If Monday's action was led by the Shanghai sell-off, Tuesday's early market developments had all the markings of the Berlin bounce. German investor confidence rose to its highest level in three years this month, following readings of an expanding economy during Q2. No V-shaped recovery, this. Good enough for a pop in the DAX and other markets, that's for sure. And, of late, any time the equity markets either swoon or jump back to life, so does gold; in a cheek-to-cheek-close tango. This morning was no different.

The number of nations appearing to be finally making an exit out of the dark woods of 2007-2009 is growing, and along with them, the levels of confidence among global investors. France and Japan posted 'almost all-clear' economic flags last week. Prayers for no more macro-level surprises accompany every investment decision that is even slightly more than a pure speculative toss of the dice. Read: this is still recently cooled lava and treading lightly is beyond well-advised.

Gold prices rebounded by about 0.36% early on Tuesday, motivated primarily (again) by a dollar whose three-day long wind in the sails was diverted by a rise in the euro after the aforementioned German confidence level readings. A 75-cent gain in crude oil added support to today's bounce as well. However, just like the big picture recovery is still fuzzy around the edges, gold's comeback following its worst slide since spring looks somewhat like a toddler's first steps. There is much strengthening still required, and balance still to be gained. And, yes, there will be a few sit-downs in the interim. For the moment, gold investors appear to be rooting for the same thing that stock buyers are hoping for: banishing the threat of deflation and opting for the (market) 'benefits' of inflation.

New York spot dealings opened with a $3.70 per ounce gain in gold. The yellow metal was quoted at $936.90 on the bid side, while players eyed he next delicate steps in the dollar-oil-stocks-gold dance, one that -as we said- normally does not include stocks in the picture. Silver was grappling with the task of maintaining the $14 level at the open, adding one penny to start at $13.99 an ounce.
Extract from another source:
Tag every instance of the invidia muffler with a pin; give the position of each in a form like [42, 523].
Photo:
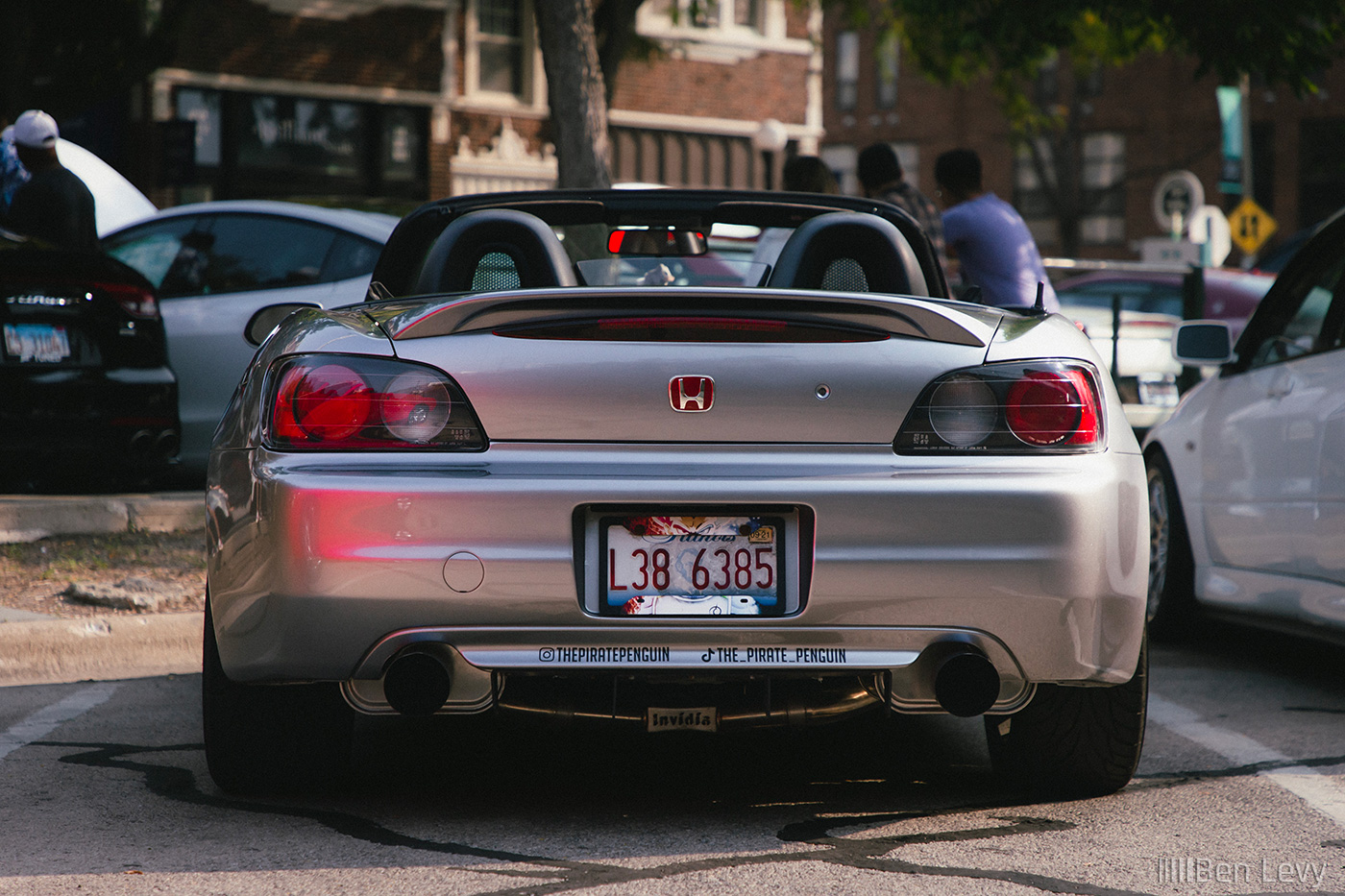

Platinum lost another $2 and opened at $1219 - that's nearly $100 lower than what the noble metal traded at, as recently as the 5th of the month. Palladium rose $1 to the $267 per ounce level.

The lack of growth in the gold ETFs continues to remain a concern for participants. It simply cannot be that every would-be pension firm or spec fund is gone fishing since early June. Confidence (or lack of same) in further and/or significant price gains beyond the mid $960s has to be part of the picture here. So does the utter disaster that Indian gold buying is turning out to be for the current year. There is no lipstick possibly thick enough to apply to this one, and even then it could not cover the cracks that have formed. Reuters paints the following picture, you draw your own conclusions:

India's July gold imports slumped by two-thirds to 7.8 tonnes from a year earlier as high prices dented demand in the world's biggest market for the metal and a drought in some parts of the country could keep buying low, the head of a trade body said on Tuesday. Monsoon rains, crucial for India's economy, have been 29 percent below average since the start of the season on June 1 and could hurt farm incomes in the hinterland and drive prices of food items higher.
People don't have money enough for essentials, why would they buy gold, said Suresh Hundia, president of the Bombay Bullion Association, who had earlier estimated imports at 8-10 tonnes. Demand for gold usually rises during the festival months from August to November, when annual bonuses and weddings spur purchases. Sales have picked up in August but they are not very robust because of firm prices, Hundia said.
High prices are also affecting demand. Gold on the Multi Commodity Exchange of India Ltd was at 14,879 rupees ($305) per 10 grams at around 0800 GMT, up 29 percent on year. India, the world's biggest consumer of gold, had imported 24 tonnes in July last year and a total of 396 tonnes in 2008, the Bombay Bullion Association data showed. Imports from January to July have plummeted 56 percent to 71.6 tonnes, compared with the same period last year, it showed. Prices were too high, said Hundia, explaining why imports fell last month against his estimates of 8-10 tonnes.
Mr. Hundia is not only impeccably honest, he goes right to the heart of the matter. His network of merchants tells a story that begins at the level of individual households, their financial condition, and perception of value.
Speaking of perceptions based on facts, this morning's stats out of the US were as follows: Housing starts fell 1% in July. Producer prices fell 0.9% in July. Let the jockeying for market plays based upon these figures begin. Is deflation a non-threat? We will revisit the topic in the afternoon comment.

Have a great Tuesday. If you are not on vacation. In you are, you are having one already.